Страница 33 из 38
Одно время казалось, что великому князю стало лучше. «Знаете ли, – сказал он мне однажды, недели за две до последней болезни, – я сегодня посмотрел на себя в зеркало и увидел, что моя спина почти совсем выпрямилась». Он сам несколько повеселел. По вечерам у него обыкновенно сидели некоторые из нас, и он откровенно беседовал о себе и о братьях. Мне врезалось в память одно его изречение: «У нас у всех несколько лисья натура, – сказал он, – у одного брата Александра хрустальная душа». Это был любимый его брат, с которым он в детстве был неразлучен. Увы! развращающее действие самодержавной власти таково, что от нее тускнеет самый чистый кристалл. Даже сильные характеры принуждены лукавить; слабые неизбежно заражаются двоедушием.

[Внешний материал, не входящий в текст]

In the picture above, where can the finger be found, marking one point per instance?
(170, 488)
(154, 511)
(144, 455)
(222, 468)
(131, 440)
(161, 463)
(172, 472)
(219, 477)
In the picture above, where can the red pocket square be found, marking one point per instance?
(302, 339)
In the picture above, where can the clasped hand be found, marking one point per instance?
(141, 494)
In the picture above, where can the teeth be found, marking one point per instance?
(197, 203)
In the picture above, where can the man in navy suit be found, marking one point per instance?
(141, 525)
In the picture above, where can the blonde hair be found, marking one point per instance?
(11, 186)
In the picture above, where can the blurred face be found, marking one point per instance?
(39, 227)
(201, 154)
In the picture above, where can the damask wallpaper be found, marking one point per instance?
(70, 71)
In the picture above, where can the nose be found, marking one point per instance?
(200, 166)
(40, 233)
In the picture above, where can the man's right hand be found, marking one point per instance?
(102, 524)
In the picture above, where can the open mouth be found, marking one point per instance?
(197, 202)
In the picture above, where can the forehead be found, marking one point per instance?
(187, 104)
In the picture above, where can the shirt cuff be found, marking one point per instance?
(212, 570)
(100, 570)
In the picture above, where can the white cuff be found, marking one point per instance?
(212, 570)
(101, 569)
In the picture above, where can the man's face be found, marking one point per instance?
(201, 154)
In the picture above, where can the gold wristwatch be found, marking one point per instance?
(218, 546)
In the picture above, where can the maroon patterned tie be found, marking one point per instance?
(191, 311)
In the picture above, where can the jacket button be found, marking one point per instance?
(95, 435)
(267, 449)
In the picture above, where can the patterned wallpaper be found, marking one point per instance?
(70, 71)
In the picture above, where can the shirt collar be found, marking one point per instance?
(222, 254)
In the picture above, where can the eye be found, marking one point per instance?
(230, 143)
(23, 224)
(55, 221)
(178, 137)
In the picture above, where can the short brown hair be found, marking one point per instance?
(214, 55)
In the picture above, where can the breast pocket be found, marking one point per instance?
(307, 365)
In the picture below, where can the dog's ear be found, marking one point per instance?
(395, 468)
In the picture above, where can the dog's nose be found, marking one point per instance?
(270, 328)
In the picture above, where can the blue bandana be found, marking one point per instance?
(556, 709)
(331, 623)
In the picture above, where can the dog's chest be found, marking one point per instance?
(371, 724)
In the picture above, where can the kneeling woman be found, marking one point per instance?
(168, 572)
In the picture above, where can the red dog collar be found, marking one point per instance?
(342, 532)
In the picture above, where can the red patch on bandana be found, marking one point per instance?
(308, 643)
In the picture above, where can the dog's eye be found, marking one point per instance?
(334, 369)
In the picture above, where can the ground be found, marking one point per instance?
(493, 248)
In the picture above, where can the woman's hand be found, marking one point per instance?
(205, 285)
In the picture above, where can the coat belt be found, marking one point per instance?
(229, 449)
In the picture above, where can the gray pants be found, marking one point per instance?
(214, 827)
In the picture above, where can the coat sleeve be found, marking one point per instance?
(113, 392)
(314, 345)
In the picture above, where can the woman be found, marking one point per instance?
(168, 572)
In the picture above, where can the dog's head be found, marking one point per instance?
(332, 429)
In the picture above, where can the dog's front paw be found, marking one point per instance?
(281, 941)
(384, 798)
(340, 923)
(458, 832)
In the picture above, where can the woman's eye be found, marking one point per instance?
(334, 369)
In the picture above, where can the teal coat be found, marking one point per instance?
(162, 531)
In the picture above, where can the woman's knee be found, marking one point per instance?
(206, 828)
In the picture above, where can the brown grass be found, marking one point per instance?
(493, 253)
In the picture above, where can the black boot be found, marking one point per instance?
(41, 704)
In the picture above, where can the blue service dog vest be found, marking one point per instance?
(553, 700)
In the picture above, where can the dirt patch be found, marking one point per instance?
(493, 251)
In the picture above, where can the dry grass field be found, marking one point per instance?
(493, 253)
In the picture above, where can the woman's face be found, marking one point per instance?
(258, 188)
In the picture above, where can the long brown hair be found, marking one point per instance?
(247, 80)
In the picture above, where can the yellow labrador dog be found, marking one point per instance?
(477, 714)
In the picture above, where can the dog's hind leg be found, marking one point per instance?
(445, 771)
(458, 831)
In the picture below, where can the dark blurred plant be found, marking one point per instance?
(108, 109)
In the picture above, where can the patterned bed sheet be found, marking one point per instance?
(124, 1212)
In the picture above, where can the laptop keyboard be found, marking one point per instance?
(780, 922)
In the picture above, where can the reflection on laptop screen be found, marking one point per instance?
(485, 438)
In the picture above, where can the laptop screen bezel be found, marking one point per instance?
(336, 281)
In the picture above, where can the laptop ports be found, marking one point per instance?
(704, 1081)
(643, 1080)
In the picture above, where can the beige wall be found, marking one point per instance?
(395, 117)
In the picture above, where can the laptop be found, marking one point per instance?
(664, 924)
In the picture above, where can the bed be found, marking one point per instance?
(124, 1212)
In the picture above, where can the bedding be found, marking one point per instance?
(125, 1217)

Я воспользовался вынужденным затворничеством великого князя, чтобы заинтересовать его чтением. Я дал ему прочесть Токвиля: «L’ancien Regime et la Revolution». Эта книга произвела на него сильное впечатление. Между прочим, его поразила мысль, которую в одной из своих речей привел Кавур, именно, что отобрание имуществ у католического духовенства оторвало его от почвы и обратило его к ультрамонтанизму. Я не совсем был согласен с пригодностью такого лекарства для отвращения католического духовенства от излишней преданности папе, но уже одно то, что эта мысль поразила молодой ум, показывало в нем недюжинные политические способности, которые со временем могли принести благодатные плоды.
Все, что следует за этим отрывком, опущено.